A plea was filled in the name of the minor in the High Court. The representative (Advocate Sukhwinder Singh Nara) of the adoptive mother argued in the court that the Juvenile Justice Act is not applicable to the adoption of the children made under the Hindu Adoption and Maintenance Act (HAMA). Therefore, the question of securing a NOC from CARA does not arrive.
The opponent that is the Centre argued that for the procedure for the adoption to be ratified by the agency, the requirement of CARA’s NOC was a mandatory procedure. They also added that it does not matter even if “sec 56(6) of the JJ Act” states that the enactment would not be applicable to adoption under HAMA.
A lawyer was appointed as an amicus curiae (Friend of The Court) namely Anil Malhotra. He submitted a 79-page report to the court wherein he mentioned that MEA and regional passport officer cannot decline an adopted child a passport by questioning the validity of the adoption or for lack of a NOC of CARA.
He added that all the conditions of HAMA for the adoption are already fulfilled by the parties and also the JJ Act does not apply to adoptions made under HAMA.

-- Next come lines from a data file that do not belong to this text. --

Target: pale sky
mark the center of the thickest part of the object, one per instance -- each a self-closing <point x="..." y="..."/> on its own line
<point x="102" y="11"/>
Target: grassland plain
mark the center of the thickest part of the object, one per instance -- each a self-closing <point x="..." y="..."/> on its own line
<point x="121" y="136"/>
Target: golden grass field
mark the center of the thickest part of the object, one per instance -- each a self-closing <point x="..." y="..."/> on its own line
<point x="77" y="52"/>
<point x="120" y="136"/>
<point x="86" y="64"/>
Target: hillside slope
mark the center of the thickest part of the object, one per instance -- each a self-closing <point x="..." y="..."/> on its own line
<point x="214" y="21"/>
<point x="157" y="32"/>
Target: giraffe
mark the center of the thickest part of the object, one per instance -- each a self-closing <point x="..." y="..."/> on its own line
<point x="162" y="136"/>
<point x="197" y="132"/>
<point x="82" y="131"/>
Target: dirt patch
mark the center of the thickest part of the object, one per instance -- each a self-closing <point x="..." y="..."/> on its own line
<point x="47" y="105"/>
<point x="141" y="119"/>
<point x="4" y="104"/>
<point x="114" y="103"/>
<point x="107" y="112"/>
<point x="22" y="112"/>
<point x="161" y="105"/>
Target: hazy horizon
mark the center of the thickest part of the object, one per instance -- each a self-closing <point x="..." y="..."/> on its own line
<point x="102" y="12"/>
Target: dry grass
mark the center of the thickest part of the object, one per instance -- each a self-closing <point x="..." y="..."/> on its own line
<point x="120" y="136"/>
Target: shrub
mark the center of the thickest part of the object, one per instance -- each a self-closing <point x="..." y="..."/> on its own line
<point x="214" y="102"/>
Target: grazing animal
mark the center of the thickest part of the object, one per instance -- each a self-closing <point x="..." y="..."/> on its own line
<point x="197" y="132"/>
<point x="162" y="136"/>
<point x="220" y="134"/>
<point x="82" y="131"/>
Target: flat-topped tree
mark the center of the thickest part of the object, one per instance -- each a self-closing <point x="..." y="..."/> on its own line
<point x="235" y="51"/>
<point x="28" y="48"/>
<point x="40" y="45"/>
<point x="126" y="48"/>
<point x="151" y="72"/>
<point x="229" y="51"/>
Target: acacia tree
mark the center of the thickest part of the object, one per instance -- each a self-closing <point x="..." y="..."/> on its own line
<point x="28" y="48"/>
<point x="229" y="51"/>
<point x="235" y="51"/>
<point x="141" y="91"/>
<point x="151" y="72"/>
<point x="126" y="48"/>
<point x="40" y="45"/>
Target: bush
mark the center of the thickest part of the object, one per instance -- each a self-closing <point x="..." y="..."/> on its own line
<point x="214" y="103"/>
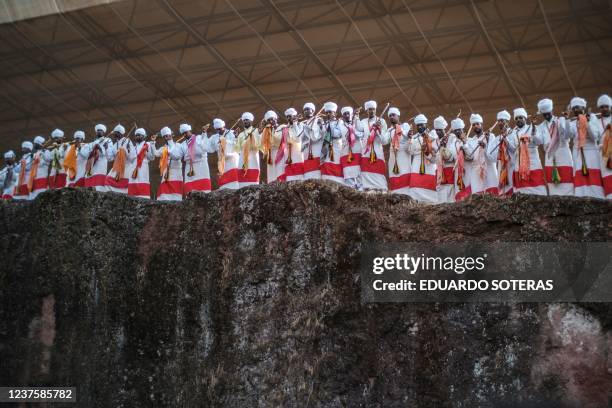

The court in view of the report submitted by the amicus curiae said that this report makes sense as it is not understood as to how an act, which is applicable to a special class of children, namely, orphans, abandoned, surrendered and in conflict with the law, be also applied along with all its procedures to children being given in adoption by able, mentally sound parents and that too to a relative directly.
Further, the court said that the right to the adoption of adoptive parents under HAMA cannot be taken away even if they are British Nationals as they are Sikh and their religion remains the same. The adoption cannot be challenged on the ground that it should have been made under the JJ Act. The court added “Sec 15 of HAMA” which clearly states that a valid adoption under the Act is irreversible.
Justice Nirmaljit Kaur ruled that a valid adoption under HAMA cannot be revoked until disproved. Justice Nirmaljit Kaur further held that it is not mandatory to invoke JJ Act in this case of the inter-country adoption when the adoption is a direct adoption by the parents to known adoptive parents or relatives under HAMA.
She also added that JJ Act is a special law for a limited class of children - those in conflict with the law, in need of care and protection, orphaned, surrendered, or abandoned, but the child, in this case, is being given by the biological mother to her sister.
The court after observing that there is no violation of “Sec 11 of HAMA” held that the validity of the registered adoption deed cannot be questioned by the authorities while processing the application for issuance of a passport for the minor & also there is a presumption in favor of a recorded adoption under “Sect 16 of HAMA”, as per the ruling.
The court however mentioned that in this case, the no-objection certificate from CARA is necessary due to the provisions of Passport Manual, 2016, and “Rule 5 of the Passport Rules, 1980”, relating to the foreign parents. The court ordered CARA to issue a NOC within 2 weeks and MEA to issue the passport within 2 weeks of the receipt of NOC.
The Court observed that “The requirement is for foreign parents. Although, the court is of the view that an Indian or OCI with a British Passport, that is with British Citizenship, will not lose their identity of being an Indian parent or Indian especially when they are called ‘Overseas Citizen of India’, nevertheless, the said debate is left open as no argument was raised qua the same by either side".